The environmental scientists have uncovered a serious problem for which there is no prior warning. Our knowledge of the workings of the atmosphere has been appealingly poor, and one consequence of that lack of understanding is the strong possibility that ultra-violet (UV) radiation will increase in intensity throughout the earth.
Radiation from the sun includes UV radiation, along with the visible light. On penetrating the atmosphere and being absorbed by biological tissues, UV radiation damages protein and DNA molecules at the surface of all living things. This occurs in sunburn. If the entire amount of UV radiation falling on the stratosphere reached the earth’s surface, it is fearful that any life would be able to survive. The more damaging effects of the UV rays is mostly avoided because most of the UV radiation over 99 % is absorbed by ozone in the upper stratosphere. For this reason, stratospheric ozone is commonly referred to us the Ozone shield or the Ozone Layer.

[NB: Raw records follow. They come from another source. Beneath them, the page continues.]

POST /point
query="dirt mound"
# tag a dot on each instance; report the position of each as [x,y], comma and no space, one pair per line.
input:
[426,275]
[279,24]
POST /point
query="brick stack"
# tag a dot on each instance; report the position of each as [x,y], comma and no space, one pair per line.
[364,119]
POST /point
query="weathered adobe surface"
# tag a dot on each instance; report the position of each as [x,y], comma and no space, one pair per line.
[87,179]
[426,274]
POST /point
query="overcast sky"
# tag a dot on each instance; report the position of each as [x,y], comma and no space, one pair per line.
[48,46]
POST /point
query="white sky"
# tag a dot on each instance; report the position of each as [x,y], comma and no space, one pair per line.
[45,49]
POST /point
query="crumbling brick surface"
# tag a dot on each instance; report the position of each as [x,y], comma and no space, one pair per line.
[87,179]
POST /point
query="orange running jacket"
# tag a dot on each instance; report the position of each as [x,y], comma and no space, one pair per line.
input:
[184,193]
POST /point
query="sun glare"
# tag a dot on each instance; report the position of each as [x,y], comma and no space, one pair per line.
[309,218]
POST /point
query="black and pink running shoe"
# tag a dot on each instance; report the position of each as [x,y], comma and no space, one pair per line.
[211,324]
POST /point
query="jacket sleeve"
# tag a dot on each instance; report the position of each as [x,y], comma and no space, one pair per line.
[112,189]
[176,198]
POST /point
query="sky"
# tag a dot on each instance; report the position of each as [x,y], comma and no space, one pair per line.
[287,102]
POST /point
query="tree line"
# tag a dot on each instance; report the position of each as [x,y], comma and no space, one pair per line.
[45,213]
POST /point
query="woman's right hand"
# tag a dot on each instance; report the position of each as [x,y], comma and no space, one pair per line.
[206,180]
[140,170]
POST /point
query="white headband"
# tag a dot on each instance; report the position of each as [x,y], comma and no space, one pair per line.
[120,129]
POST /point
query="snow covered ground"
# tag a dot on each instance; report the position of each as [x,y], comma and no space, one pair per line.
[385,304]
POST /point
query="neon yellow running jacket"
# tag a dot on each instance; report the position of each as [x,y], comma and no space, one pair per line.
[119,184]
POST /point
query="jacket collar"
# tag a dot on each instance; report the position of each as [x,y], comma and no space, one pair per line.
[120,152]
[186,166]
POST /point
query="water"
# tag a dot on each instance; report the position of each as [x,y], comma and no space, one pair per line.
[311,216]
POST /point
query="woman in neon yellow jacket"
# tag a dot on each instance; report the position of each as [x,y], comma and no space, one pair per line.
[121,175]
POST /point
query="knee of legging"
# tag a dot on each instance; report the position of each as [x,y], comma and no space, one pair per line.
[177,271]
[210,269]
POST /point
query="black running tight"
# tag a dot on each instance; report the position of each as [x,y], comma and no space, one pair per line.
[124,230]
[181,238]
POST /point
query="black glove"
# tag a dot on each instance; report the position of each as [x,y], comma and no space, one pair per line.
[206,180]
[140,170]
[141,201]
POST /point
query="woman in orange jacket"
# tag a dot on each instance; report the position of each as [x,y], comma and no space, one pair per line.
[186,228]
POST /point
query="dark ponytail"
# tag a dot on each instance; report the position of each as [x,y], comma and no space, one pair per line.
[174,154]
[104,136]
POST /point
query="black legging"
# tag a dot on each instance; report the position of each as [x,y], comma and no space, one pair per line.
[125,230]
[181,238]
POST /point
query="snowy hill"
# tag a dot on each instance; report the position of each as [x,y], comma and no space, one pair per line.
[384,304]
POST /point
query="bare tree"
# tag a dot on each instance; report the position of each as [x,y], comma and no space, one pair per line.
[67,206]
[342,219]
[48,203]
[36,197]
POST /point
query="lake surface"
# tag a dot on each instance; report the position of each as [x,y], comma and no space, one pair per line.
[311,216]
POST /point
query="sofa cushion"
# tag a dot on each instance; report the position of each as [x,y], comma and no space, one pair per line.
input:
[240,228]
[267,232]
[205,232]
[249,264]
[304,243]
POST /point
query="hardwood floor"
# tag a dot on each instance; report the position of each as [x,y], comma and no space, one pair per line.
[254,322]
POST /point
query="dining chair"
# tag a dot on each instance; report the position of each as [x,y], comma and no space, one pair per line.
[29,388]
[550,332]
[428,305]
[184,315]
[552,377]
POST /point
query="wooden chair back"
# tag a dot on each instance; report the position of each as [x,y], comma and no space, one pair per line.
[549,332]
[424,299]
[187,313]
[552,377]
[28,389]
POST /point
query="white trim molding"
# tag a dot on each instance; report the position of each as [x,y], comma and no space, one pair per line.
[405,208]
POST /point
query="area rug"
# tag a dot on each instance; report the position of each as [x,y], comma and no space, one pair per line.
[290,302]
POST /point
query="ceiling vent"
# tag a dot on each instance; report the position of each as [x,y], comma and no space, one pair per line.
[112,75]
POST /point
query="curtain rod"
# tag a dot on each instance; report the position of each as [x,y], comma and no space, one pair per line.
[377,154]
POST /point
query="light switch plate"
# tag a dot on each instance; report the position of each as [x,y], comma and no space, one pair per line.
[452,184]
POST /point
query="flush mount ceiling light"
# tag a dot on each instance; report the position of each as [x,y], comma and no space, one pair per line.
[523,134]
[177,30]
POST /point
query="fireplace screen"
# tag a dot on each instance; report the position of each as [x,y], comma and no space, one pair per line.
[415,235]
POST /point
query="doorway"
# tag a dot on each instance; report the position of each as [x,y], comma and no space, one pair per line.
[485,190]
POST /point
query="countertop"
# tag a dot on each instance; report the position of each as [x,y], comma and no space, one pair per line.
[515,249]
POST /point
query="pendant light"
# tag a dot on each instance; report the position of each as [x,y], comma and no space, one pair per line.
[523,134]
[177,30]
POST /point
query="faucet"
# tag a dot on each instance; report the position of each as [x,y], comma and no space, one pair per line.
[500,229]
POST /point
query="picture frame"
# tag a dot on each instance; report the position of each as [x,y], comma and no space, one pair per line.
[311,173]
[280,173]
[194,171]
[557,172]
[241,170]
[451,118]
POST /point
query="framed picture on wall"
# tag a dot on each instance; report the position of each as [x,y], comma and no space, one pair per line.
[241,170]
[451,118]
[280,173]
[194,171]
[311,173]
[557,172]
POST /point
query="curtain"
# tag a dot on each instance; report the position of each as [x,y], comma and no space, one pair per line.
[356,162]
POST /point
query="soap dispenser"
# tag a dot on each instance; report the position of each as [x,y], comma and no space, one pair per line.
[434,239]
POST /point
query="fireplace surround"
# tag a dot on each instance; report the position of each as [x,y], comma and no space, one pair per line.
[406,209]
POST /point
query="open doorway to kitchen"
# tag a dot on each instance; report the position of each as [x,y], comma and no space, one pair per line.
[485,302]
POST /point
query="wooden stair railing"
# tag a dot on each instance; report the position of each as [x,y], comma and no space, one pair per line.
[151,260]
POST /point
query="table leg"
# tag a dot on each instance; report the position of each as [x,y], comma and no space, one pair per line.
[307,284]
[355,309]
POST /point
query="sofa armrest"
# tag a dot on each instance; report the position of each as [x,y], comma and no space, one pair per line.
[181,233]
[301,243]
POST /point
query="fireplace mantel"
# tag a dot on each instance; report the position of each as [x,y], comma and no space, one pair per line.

In the autumn of 1985, some British atmospheric scientists working in Antarctica reported a gaping ‘hole’ (actually, a thinning of one area) in the stratospheric ozone layer of the South Pole. There is an area equal to the size of the United States, where ozone levels were 50% lower than normal. Scientists had assumed that the loss of Ozone, if it occurred would be slow, gradual and uniform over the whole planet. The ’hole’ came as a surprise and if it had occurred anywhere but over the South Pole, the UV damage would have been extensive.
News of the ozone ‘hole’ stimulated an enormous research effort. A unique set of conditions were found to be responsible for the ozone hole. In summer, gases such as nitrogen oxide and Methane react with Chlorine Monoxide and Chlorine to trap the chlorine forming so-called chlorine reservoirs, preventing much ozone depletion.
High above the earth is the stratosphere where a small number of ozone molecules shield all life from harmful ultraviolet radiation. Ozone, an unstable form of oxygen containing 3 oxygen atoms(O3), fall apart into an oxygen atom(O) and an oxygen molecule(O2) when it absorbs UV radiation. However a fresh supply of ozone forms continually in the stratosphere, producing a delicate chemical balance in which a layer of less than 4.5 trillion kilograms of ozone, about 3 or 4 ozone molecules for every million molecule of air, blanket the planet. The balance is threatened by chemicals called chlorofluorocarbons or CFCs, such as the Fluoro Carbon-11. There, they decompose and release chlorine atoms, which cause ozone to break down. The difference is that each chlorine atom destroys as many as 100,000 ozone molecules faster than nature can replenish them. As a result, the ozone layer is thinning, forming a hole that lets damaging UV radiations reach the Earth. The depletion of ozone layer, allows more UV radiation to reach the earth which affects the humans, the increased UV radiation increases the incidence of cataract, skin cancer and decline in the functioning of the Immune system.